Con Vicente Fox el PRI se inauguró como oposición. Al principio, igual de beligerante que el PAN en los años previos, reclamó, junto con el PRD y los demás partidos, por el incumplimiento de promesas, los retrocesos en la economía y en la vida política. Todos sus dichos de campaña se le revirtieron. Sobre todo en el primer informe, en 2001. "Resolveré Chiapas en 15 minutos, bla, bla, bla", rezaba una manta. "Salarios dignos, hoy, hoy, hoy", decía otra.
El carácter y la personalidad de Fox, hicieron de los informes presidenciales, sesiones de chunga. Ya no sorprendían los gritos, los carteles, las mantas, los amagos de tomar la tribuna. En el segundo, cuando apenas concluía su lectura, de plano todos los perredistas abandonaron el salón de sesiones, más que nada para no oír la respuesta de la priista Beatriz Paredes, por incumplir acuerdos.
Para el cuarto informe de Fox, los ánimos estaban caldeados en el país.
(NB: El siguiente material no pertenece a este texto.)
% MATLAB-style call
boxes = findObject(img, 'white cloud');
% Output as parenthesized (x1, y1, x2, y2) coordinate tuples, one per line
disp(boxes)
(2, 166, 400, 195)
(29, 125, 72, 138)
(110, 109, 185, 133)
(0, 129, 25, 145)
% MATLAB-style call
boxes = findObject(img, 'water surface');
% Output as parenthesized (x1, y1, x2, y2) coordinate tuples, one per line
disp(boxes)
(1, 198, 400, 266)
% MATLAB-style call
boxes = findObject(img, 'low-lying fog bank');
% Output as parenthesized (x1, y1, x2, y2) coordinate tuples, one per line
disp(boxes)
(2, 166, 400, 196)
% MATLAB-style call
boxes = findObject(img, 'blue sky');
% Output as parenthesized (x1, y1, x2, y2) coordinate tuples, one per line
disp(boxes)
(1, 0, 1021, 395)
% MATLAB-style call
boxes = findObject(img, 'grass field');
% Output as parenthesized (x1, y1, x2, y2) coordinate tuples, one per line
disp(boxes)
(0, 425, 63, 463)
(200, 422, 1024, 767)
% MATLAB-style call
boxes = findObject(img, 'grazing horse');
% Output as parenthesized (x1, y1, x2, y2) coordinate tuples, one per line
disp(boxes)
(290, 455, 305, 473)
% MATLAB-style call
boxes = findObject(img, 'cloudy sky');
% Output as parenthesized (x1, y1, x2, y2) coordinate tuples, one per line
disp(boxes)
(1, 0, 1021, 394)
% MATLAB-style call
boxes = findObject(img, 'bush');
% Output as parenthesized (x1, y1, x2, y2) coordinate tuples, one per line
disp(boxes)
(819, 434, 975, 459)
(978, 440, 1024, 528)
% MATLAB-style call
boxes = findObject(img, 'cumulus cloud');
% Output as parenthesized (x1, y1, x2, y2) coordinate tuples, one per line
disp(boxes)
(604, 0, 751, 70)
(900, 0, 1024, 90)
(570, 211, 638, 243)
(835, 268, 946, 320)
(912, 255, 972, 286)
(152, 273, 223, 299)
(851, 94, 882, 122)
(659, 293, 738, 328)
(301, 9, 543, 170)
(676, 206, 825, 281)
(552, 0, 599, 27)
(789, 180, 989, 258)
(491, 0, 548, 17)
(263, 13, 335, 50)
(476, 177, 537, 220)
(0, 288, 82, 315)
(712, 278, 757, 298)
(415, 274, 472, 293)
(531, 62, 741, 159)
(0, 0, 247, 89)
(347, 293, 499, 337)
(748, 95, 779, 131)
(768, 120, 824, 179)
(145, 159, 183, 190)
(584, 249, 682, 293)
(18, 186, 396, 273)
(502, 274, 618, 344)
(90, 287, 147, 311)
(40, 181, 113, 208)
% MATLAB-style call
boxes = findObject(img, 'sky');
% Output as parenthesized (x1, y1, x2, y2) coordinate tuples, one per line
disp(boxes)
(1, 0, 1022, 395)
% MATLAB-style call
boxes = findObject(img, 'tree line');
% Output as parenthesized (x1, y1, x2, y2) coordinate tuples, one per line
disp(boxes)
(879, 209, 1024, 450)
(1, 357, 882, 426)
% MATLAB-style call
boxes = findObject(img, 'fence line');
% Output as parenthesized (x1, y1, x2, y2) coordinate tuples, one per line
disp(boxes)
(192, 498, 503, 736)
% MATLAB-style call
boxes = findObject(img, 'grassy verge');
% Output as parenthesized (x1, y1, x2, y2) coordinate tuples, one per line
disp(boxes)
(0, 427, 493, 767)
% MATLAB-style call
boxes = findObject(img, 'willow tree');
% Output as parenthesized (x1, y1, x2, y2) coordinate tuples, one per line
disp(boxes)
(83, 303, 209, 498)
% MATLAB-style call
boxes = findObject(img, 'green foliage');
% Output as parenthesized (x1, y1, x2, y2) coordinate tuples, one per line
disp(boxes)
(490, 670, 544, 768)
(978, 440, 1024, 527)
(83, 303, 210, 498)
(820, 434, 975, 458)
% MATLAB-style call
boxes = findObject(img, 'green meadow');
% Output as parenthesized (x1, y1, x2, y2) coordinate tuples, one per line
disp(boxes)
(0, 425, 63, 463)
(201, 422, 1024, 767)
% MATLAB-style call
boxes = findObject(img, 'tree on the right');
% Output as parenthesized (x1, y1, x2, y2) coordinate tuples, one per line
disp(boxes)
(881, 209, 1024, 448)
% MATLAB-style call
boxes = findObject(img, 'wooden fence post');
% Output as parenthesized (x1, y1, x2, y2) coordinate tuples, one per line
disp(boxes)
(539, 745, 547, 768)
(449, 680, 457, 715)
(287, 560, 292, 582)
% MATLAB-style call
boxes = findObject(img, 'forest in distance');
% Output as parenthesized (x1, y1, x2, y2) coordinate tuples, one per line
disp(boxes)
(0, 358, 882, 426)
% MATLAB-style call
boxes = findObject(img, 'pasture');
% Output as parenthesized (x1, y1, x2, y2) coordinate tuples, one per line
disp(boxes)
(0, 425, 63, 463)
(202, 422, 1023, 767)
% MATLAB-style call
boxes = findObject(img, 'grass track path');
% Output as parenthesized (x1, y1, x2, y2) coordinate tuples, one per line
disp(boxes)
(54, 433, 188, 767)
Eran los días del desafuero para Andrés Manuel López Obrador. Miles de agentes federales resguardaban el Palacio Legislativo. Como nunca, la seguridad a tope. Adentro, una auténtica guerra de consignas. Fox debió soportar 21 interrupciones. Y al final, todos los legisladores de oposición se pusieron de pie, dándole la espalda al Presidente.
Para el quinto informe, Vicente decidió evitarse angustias y problemas. Mejor dejó el informe por escrito y apenas emitió un mensaje a la nación de 40 minutos.Para su último informe, Fox ya no pudo llegar a la tribuna, que habían tomado los perredistas. Apenas pudo entregar los documentos en el lobby de la Cámara.
Felipe Calderón sí pudo llegar a la tribuna el 1° de septiembre de 2007. Pero no rindió su primer informe de gobierno. Apenas entregó los documentos a su correligionario Cristian Castaño, vicepresidente de la Cámara, pues la presidenta, la perredista Ruth Zavaleta, se había retirado del salón junto con todos los diputados y senadores del PRD y el PT. El argumento: no era bienvenido un presidente ilegítimo. Calderón apenas habló, micrófono en mano, unos 90 segundos. Mensaje protocolario de cuatro párrafos, poco más de 100 palabras.
Se retiró, para luego dirigirse a la nación a través de la televisión y la radio, desde el Palacio Nacional. Unos 3 mil 500 invitados -la mayoría burócratas federales-, sustituyeron a los 500 diputados y 128 senadores. Unas 25 veces fue interrumpido el presidente. Pero no eran gritos ni interpelaciones. Eran aplausos y ovaciones de una cómoda audiencia. Así fue el primer informe de Calderón.